Opinion
2012-03-16
William D. AUSTIN, Plaintiff–Appellant, v. BUFFALO BILLS, INC., Defendant–Respondent.
Chiacchia & Fleming, LLP, Hamburg (Andrew P. Fleming of Counsel), for Plaintiff–Appellant. Walsh, Roberts & Grace, Buffalo (Keith N. Bond of Counsel), for Defendant–Respondent.
Chiacchia & Fleming, LLP, Hamburg (Andrew P. Fleming of Counsel), for Plaintiff–Appellant. Walsh, Roberts & Grace, Buffalo (Keith N. Bond of Counsel), for Defendant–Respondent.
PRESENT: CENTRA, J.P., LINDLEY, SCONIERS, AND MARTOCHE, JJ.
MEMORANDUM:
Supreme Court properly granted defendant's motion seeking summary judgment dismissing the complaint. Plaintiff was injured while working as a security guard during a home game of the Buffalo Bills football team. Plaintiff was positioned on the field near the end zone when two players left the field of play and collided with him. The court properly determined that plaintiff assumed the risk of his injury. Where, as here, the plaintiff fully comprehended the risks or the risks are “ ‘perfectly obvious, [then the] plaintiff has consented to them and [the] defendant has performed its duty’ ” ( Morgan v.
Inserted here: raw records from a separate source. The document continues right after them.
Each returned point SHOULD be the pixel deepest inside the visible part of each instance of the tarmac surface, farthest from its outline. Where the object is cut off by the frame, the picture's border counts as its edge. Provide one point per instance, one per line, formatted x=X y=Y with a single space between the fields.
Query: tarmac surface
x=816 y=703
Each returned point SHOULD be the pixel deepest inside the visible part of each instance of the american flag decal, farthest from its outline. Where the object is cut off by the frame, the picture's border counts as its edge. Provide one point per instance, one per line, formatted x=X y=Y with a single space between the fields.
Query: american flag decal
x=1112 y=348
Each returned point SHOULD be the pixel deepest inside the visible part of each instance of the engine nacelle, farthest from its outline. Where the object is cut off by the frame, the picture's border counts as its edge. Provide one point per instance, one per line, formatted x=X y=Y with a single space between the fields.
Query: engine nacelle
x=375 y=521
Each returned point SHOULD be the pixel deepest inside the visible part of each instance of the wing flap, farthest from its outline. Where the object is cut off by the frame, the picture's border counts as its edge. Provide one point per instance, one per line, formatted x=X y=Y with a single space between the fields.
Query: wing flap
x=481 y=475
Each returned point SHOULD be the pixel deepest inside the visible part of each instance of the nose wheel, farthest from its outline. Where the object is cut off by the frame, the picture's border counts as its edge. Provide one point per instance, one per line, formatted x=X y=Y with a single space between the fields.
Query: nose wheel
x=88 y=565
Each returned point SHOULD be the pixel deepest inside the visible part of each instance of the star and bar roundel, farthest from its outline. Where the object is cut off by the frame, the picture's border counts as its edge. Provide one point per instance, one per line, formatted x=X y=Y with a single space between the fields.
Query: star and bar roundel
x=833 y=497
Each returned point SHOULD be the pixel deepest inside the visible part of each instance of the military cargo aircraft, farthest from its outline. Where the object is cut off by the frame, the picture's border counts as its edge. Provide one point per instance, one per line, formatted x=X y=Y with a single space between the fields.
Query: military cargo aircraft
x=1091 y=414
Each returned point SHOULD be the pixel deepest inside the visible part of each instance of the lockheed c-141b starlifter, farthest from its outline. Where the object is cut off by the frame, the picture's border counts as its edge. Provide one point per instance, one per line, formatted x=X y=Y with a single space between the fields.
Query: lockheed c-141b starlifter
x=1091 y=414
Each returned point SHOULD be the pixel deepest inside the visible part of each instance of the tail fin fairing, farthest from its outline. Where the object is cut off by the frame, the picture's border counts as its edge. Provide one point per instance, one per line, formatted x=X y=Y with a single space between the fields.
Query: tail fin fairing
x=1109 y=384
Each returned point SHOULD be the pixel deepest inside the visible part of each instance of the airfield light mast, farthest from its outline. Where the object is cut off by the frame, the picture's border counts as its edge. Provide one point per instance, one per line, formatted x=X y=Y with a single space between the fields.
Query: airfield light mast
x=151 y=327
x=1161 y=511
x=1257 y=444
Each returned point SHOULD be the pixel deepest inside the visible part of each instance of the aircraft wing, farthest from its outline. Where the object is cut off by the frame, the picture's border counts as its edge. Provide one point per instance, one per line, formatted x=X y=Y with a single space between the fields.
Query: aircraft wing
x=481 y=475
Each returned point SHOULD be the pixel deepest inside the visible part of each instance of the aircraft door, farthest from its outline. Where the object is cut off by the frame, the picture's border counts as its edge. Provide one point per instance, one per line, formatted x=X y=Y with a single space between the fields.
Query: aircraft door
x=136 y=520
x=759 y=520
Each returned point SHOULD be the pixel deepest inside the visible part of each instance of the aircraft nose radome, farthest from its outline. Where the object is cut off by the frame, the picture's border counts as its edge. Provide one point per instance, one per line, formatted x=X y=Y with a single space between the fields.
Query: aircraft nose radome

State of New York, 90 N.Y.2d 471, 484, 662 N.Y.S.2d 421, 685 N.E.2d 202, quoting Turcotte v. Fell, 68 N.Y.2d 432, 439, 510 N.Y.S.2d 49, 502 N.E.2d 964; see Bereswill v. National Basketball Assn., 279 A.D.2d 292, 293, 719 N.Y.S.2d 231; Cannavale v. City of New York, 257 A.D.2d 462, 462–463, 683 N.Y.S.2d 528). Plaintiff's contention that he was under an inherent compulsion to assume the risk is raised for the first time on appeal and thus is not properly before us ( see Ciesinski v. Town of Aurora, 202 A.D.2d 984, 985, 609 N.Y.S.2d 745). In any event, that contention is without merit ( see generally Benitez v. New York City Bd. of Educ., 73 N.Y.2d 650, 658–659, 543 N.Y.S.2d 29, 541 N.E.2d 29).
It is hereby ORDERED that the order so appealed from is unanimously affirmed without costs.